Best way of building a heavily nested Dict

I want to create a nested Dict from a list of data. I think it’s clear from this non-working example what I want to do:

# make dummy data
n = 1000
r = [rand(string.('A':'Z'), n, 5) rand(n,1)]

# build a nested Dict
nested = Dict()   # or Dict(Dict(Dict(...))) or whatever
for i=1:n
    a,b,c,d,e = r[i,1:5]
    nested[a][b][c][d][e] = r[i,6]
end

What is the most compact and elegant way of building this structure without creating key combinations not in the list, and without descending too far into haskey() hell? Extra brownie points if the Dicts are correctly typed instead of using Any.

It rather depends on how you want your data in memory.

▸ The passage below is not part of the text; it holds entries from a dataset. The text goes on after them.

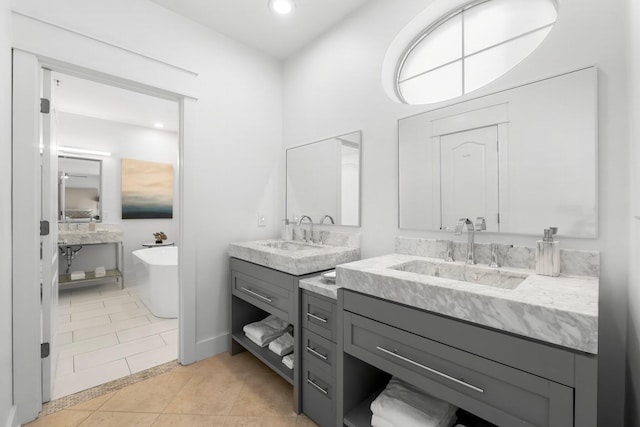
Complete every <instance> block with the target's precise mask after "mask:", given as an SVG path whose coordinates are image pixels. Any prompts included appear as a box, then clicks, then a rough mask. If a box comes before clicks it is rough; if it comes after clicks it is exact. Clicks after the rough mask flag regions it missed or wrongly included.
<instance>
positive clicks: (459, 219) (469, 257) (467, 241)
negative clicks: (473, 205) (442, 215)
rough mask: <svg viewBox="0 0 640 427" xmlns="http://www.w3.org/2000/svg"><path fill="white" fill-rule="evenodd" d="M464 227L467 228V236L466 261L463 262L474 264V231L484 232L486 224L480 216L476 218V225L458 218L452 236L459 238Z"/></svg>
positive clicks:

For example, you could flatten this all into one Dict, by using (a, b, c, d, e) as the key, but then you lose the ability to enumerate or count the subsets easily.

For building this, without lots of haskey calls, you can use a mutating get call:

get!(..., get!(Dict{...}, get!(Dict{Dict{...}}, get!(Dict{Dict{Dict{...}}},
    nested, a), b), c), d)[e] = r[i, 6]

(although you might want to use simply Dict{String, Any} for each of those constructors, but ymmv)

IndexedTables is another option.

1 Like

Yes, in particular NDSparse.

Thanks! Let me just fill in the dots in your proposal in case anyone else is wondering:

nested = Dict()
for i=1:n
    a,b,c,d,e = r[i,1:5]
    get!(Dict, get!(Dict, get!(Dict, get!(Dict, nested, a), b), c), d)[e] = r[i, 6]
end

That will make nested dicts of type Dict{Any,Any}. To get more specific types, i.e. Dict{String, Dict{String, ...}} with an inner Float64, something like this would work:

dict(n) = n == 0 ? Float64 : Dict{String, dict(n-1)}
nested = dict(5)()
for i=1:n
    a,b,c,d,e = r[i,1:5]
    get!(dict(1), get!(dict(2), get!(dict(3), get!(dict(4), nested, a), b), c), d)[e] = r[i, 6]
end

I’m sure it’s possible to make the get!() calls recursive as well, but I don’t have time to work out the details right now.

I was shooting for a nested Dict implementation since I’m going to have the same datastructure in Julia and Javascript, and Javascript can’t do anything fancier than nested objects. So sadly I think flattened Dicts or IndexedTables are off the table. Thanks for the suggestions though.